What Is Value Averaging?
Value averaging (VA) is an investing strategy that works like dollar-cost averaging (DCA) in terms of making steady monthly contributions, but differs in its approach to the amount of each monthly contribution. In value averaging, the investor sets a target growth rate or an amount of their asset base or portfolio each month and then adjusts the next month's contribution according to the relative gain or shortfall made on the original asset base.
Therefore, instead of investing a set amount each period, a VA strategy makes investments based on the total size of the portfolio at each interval.
- Value averaging is an investment strategy that involves making regular contributions to a portfolio over time.
- In value averaging, one would invest more when the price or portfolio value falls and less when it rises.
- Value averaging involves calculating predetermined amounts for the total value of the investment in future periods, then making an investment sized to match these amounts at each future period.
Understanding Value Averaging
The main goal of value averaging (VA) is to acquire more shares when prices are falling and fewer shares when prices are rising. This is what happens in dollar-cost averaging as well, but the effect is less pronounced. Several independent studies have shown that over multiyear periods, value averaging can produce slightly superior returns to dollar-cost averaging, although both will closely resemble market returns over the same period.

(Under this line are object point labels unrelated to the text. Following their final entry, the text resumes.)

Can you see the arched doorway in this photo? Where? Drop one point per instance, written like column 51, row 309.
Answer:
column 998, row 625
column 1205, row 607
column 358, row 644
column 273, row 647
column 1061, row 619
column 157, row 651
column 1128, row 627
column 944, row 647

In dollar-cost averaging (DCA), investors always make the same periodic investment. The only reason they buy more shares when prices are lower is that the shares cost less. In contrast, using value averaging, investors buy more shares because prices are lower, and the strategy ensures that the bulk of investments are spent on acquiring shares at lower prices.
The reason value averaging may be more or less attractive to an investor than using a set contribution schedule is that you are somewhat protected from overpaying for stock when the market is hot. If you avoid overpaying, your long-term returns will be stronger compared to people who invested set amounts no matter the market condition.

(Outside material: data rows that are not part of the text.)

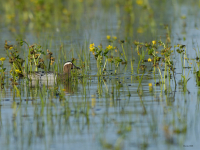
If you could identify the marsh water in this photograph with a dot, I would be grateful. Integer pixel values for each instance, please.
(113, 111)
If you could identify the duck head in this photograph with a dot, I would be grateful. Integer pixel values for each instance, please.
(68, 67)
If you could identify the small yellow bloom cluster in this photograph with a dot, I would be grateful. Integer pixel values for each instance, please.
(139, 2)
(149, 59)
(2, 58)
(140, 30)
(92, 48)
(154, 42)
(109, 47)
(108, 37)
(17, 71)
(114, 37)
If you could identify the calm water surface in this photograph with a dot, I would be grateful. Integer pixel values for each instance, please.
(109, 112)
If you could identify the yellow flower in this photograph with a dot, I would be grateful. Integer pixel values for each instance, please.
(114, 37)
(139, 2)
(93, 102)
(11, 48)
(140, 30)
(153, 42)
(17, 71)
(92, 48)
(109, 47)
(2, 58)
(149, 59)
(150, 84)
(108, 37)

Example of Value Averaging
For example, suppose an account has a value of $2,000 and the goal is for the portfolio to increase by $200 every month. If in a month's time, the assets have grown to $2,024, the investor will fund the account with $176 ($200 - $24) worth of assets.
In the following month, the goal would be to have account holdings of $2,400. This pattern continues to be repeated in the following month, and so on.
While there are performance differences between value averaging, dollar-cost averaging, and set investment contributions, each is a good strategy for disciplined long-term investment—particularly for retirement.
Challenges to Value Averaging
The biggest potential challenge with value averaging is that as an investor's asset base grows, the ability to fund shortfalls can become too large to keep up with. This is especially noteworthy in retirement plans, where an investor might not even have the potential to fund a shortfall given limits on annual contributions. One way around this problem is to allocate a portion of assets to a fixed-income fund or funds, then rotate money in and out of equity holdings as dictated by the monthly targeted return. This way, instead of allocating cash in the form of new funding, cash can be raised in the fixed income portion and allocated in higher amounts to equity holdings as needed.
Another potential problem with the VA strategy is that in a down market an investor might actually run out of money, making the larger required investments impossible before things turn around. This problem can be amplified after the portfolio has grown larger when drawdown in the account could require substantially larger amounts of capital to stick with the VA strategy.